Of course, the same study that suggested the possibility of turning these genes "on or off" also warned that, when the genes are mutated or ordered wrongly, the procedure could lead to the opposite effect. (Dull thought patterns and other serious cognitive impairments.)
But Dr. Johnson reminded readers and scientists around the world that we commonly manipulate our bodies to better suit our needs. "The idea of ultimately using drugs to affect cognitive performance is not in any way new. We all drink coffee to improve our cognitive performance," Dr. Johnson said. "It's about understanding the pathways that are related to cognitive ability both in health and disease, especially disease so one day we could help people with learning disabilities fulfil their potential. That is very important."

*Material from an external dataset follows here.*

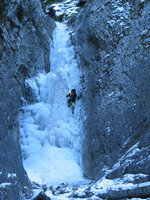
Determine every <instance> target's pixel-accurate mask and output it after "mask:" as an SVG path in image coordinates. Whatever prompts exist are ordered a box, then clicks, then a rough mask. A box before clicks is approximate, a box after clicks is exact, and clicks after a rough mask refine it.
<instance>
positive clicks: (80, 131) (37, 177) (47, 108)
mask: <svg viewBox="0 0 150 200" xmlns="http://www.w3.org/2000/svg"><path fill="white" fill-rule="evenodd" d="M74 55H75V54H74V50H73V47H72V46H71V44H70V36H69V33H68V31H67V30H66V26H65V25H64V24H60V23H57V27H56V28H55V31H54V34H53V43H52V44H51V58H50V61H51V71H50V73H48V74H46V73H45V72H43V73H39V75H38V76H37V77H35V78H32V79H28V80H27V81H26V84H28V85H30V87H31V88H32V89H33V91H34V95H35V99H36V102H35V103H33V104H30V105H24V106H23V108H22V110H23V112H21V113H20V130H21V148H22V152H23V164H24V168H25V169H26V171H27V174H28V176H29V178H30V180H31V181H32V182H36V183H38V184H47V185H49V184H51V185H52V184H53V185H55V184H60V183H62V182H67V183H75V182H78V181H81V180H83V177H82V170H81V168H82V167H81V166H82V164H81V156H80V152H81V135H82V132H83V130H82V113H83V110H82V104H81V100H78V101H76V107H75V114H74V115H73V114H72V113H71V109H70V108H68V107H67V103H66V101H67V98H66V94H67V93H68V92H69V90H70V89H72V88H76V89H77V93H79V91H80V80H79V79H80V70H79V68H78V66H77V64H76V60H75V59H74Z"/></svg>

Of course, future genetic manipulation wouldn't be limited to those who just want to be smarter. Scientists involved in the study explained that the discovery of these genes could lead to a cure for many neurodevelopment disorders.
Another neuroscientist involved in the study, Professor Robert Plomin, believes children should be screened at an early age for a lack of these genes, so their curriculums could be better suited to their needs.
"Understanding the specific genetic and environmental factors influencing individual differences in educational achievement - and the complex interplay between them - could help educationalists develop effective personalized learning programs, to help every child reach their potential by the end of compulsory education," he said.
But other geneticists are wary of that plan. Professor of Genetics at University of Kent Darren Griffin has said on the subject, "Genetics is the science of inheritance, not pre-determinism, and there is no substitute for hard work and application."